A Venn diagram gives a graphic sense of the degree of overlap in the team methodological assessments.
One interesting point of divergence was the teams’ assessment of the White House subgame. TEAM USA had a number of very serious concerns about it. TEAM EURO, on the other hand—while noting the risks of embedding untested subgames in a larger game dynamic—nevertheless concluded that they “found this modelling fairly accurate.” TEAM UK had a somewhat intermediate position: while arguing that the White House subgame should have have been more careful in its depiction of current US political dynamics to avoid the impression of bias, this “obscured the fact that there were actually quite subtle mechanisms in the White House game, and that the results were the effects of political in-fighting and indeed, it could even show the need to “drain the swamp” to get a functional White House.” The various points made by the teams on this issue, and the subtle but important differences between them, will be the subject of a future PAXsims post.

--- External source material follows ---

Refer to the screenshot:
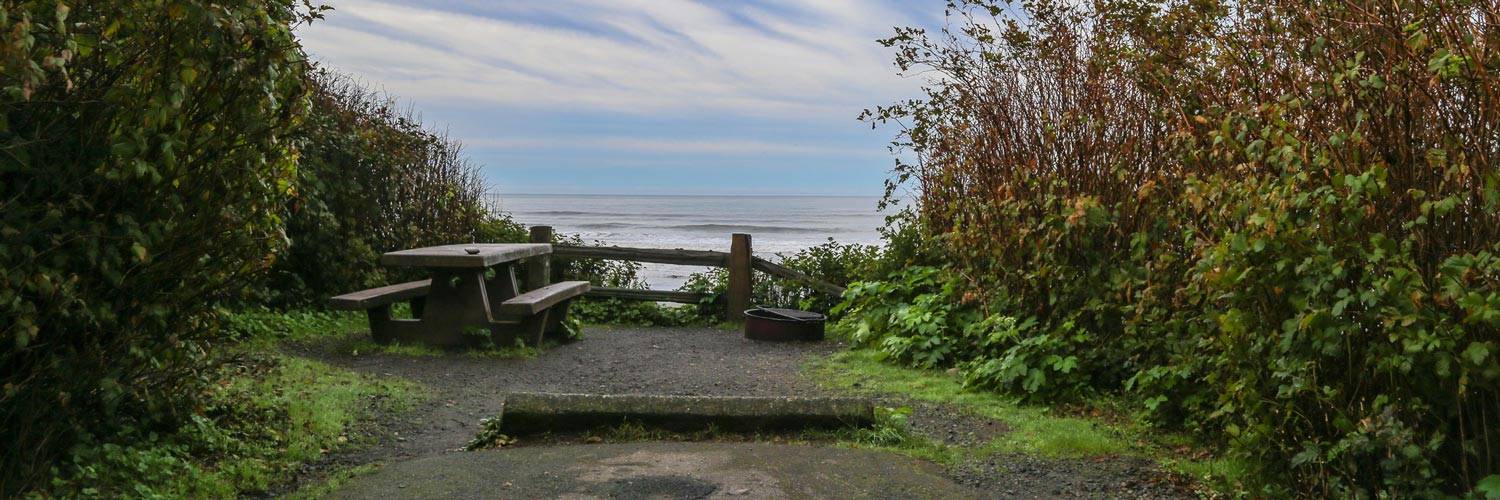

Next, let us compare the three teams’ assessment of the substantive findings of the game. TEAM USA argued that the methodological problems with the game were such that no conclusions could be drawn. TEAM EURO felt that the actions of some teams were unrealistic (largely due to a lack of subject matter expertise and cultural/historical familiarity), but that overall “the overall course of action seemed to stay within reasonable bounds of what can be expected in the multitude of conflicts in the area.” TEAM UK was careful to distinguish between game outcomes that appeared to be intrinsic to the game design, and those that emerged from player interaction and emergent gameplay, and were able to identify several key outcomes among the latter.
As both the table above and the diagram below indicate, there was much greater divergence here (much of it hinging on assessments of game methodology, player behaviour, or plausibility).
Again, I want to caution that this is a very quick take on some very rich data and analysis, and I might modify some of my initial impressions upon a deeper dive. However, I do think there is enough here to both underscore the potential value of crisis gaming as an analytical tool, and to sound some fairly loud warning bells about potential interpretive divergence in post-game analysis. At the very least, it suggests the value of using mixed methods to analyze game outcomes, and/or—better yet—a sort of analytical red teaming. If different groups of analysts are asked to draw separate conclusions, and those findings are then compared, convergence can be used as a rough proxy for higher confidence interpretations, while areas of divergence can then be examined in great detail. I am inclined to think, moreover, that producing separate analyses then bringing those together is likely to be more useful than simply combining the groups into a larger analytical team at the outset, since it somewhat reduces the risk that findings are driven by a dominant personality or senior official.
One final point: DIRE STRAITS assigned no fewer than nine analysts to pick apart its methodology, assess the findings in light of those strengths and weaknesses, and we have now published that feedback. Such explicit self-criticism is almost unheard of in think-tank POL/MIL gaming, and far too rare in most professional military wargaming too. Hopefully the willingness of Connections UK to do this will encourage others to as well!